In the federal student loan landscape, effective debt collection plays an important role for  borrowers and taxpayers. In addition to servicing the federal defaulted student loan portfolio, struggling borrowers receive repayment and rehabilitation assistance, loan discharges and other relief granted to them by Congress. Just as important, scare resources are returned to the federal student aid program so that future students have access to the same opportunities as those who came before them. In most cases, the agencies do not simply perform traditional collection activities, but rather, engage borrowers that are in default on how best to successfully achieve loan rehabilitation, pursue loan discharge, or consolidate their loans.

Based on current and historical data in the Federal Student Aid Data Center, the department is leaving billions of dollars in lost recoveries on the table each year. To add perspective, in 2014, the department managed a $55.9 billion portfolio of defaulted loans.
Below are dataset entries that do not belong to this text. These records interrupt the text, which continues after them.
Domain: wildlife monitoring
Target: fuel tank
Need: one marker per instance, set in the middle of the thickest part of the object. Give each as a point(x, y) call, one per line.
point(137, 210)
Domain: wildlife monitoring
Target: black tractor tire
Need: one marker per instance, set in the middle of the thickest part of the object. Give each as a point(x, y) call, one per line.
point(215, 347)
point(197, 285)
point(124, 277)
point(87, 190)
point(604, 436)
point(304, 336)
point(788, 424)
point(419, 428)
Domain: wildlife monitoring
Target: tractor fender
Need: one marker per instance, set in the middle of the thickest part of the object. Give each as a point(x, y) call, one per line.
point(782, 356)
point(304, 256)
It contracted with 17 large and five small business agencies, which together recovered $10.6 billion on behalf of taxpayers, a recovery rate of 19 percent. Today, the department manages a portfolio nearly three times as large ($166 billion as of Dec. 31, 2018) and soon may have only 11 small business agencies working the accounts.

Those 11 agencies, with the assistance of seven large collection agencies with limited inventory, recovered $10.43 billion in FY 2018. This is an impressive total for so few agencies, but a recovery rate of only one-third of that achieved in FY 2014. A comparable recovery rate on today’s portfolio would net approximately $31.5 billion annually, or $21.1 billion more than achievable with the department’s current collection agency capacity. Given the pressure on domestic spending, it seems logical the department should be leveraging all available resources. Equally important, if all available resources were used to assist borrowers, many of the defaulted accounts could be brought current.

The department has argued that its Next Generation Financial Services Environment (NextGen) initiative will focus on late-stage delinquency and eliminate future defaults. Whether or not that is true, the initiative ignores those federal student loans that are in default, a figure that continues to grow by almost $25 billion and 90,000 borrowers per year. And surely there are numerous programs that could benefit from an additional $21 billion per year?

As the House and Senate begin to work on the FY 2020 appropriations process and the reauthorization of the Higher Education Act, it is vital that Congress receive answers from the department on the state of the debt collection services contract. Struggling borrowers must receive the necessary support they are guaranteed under the law, such as valuable repayment assistance, that will help them balance their higher education obligations with other monthly bills. At the same time, taxpayers need to know their significant investment in the federal student loan program is being properly managed

James P. Bergeron is president of the National Council of Higher Education Resources (NCHER), the nation’s oldest and largest higher education finance trade association. Its members include lenders, servicers, guaranty agencies, collection agencies, financial literacy providers and schools.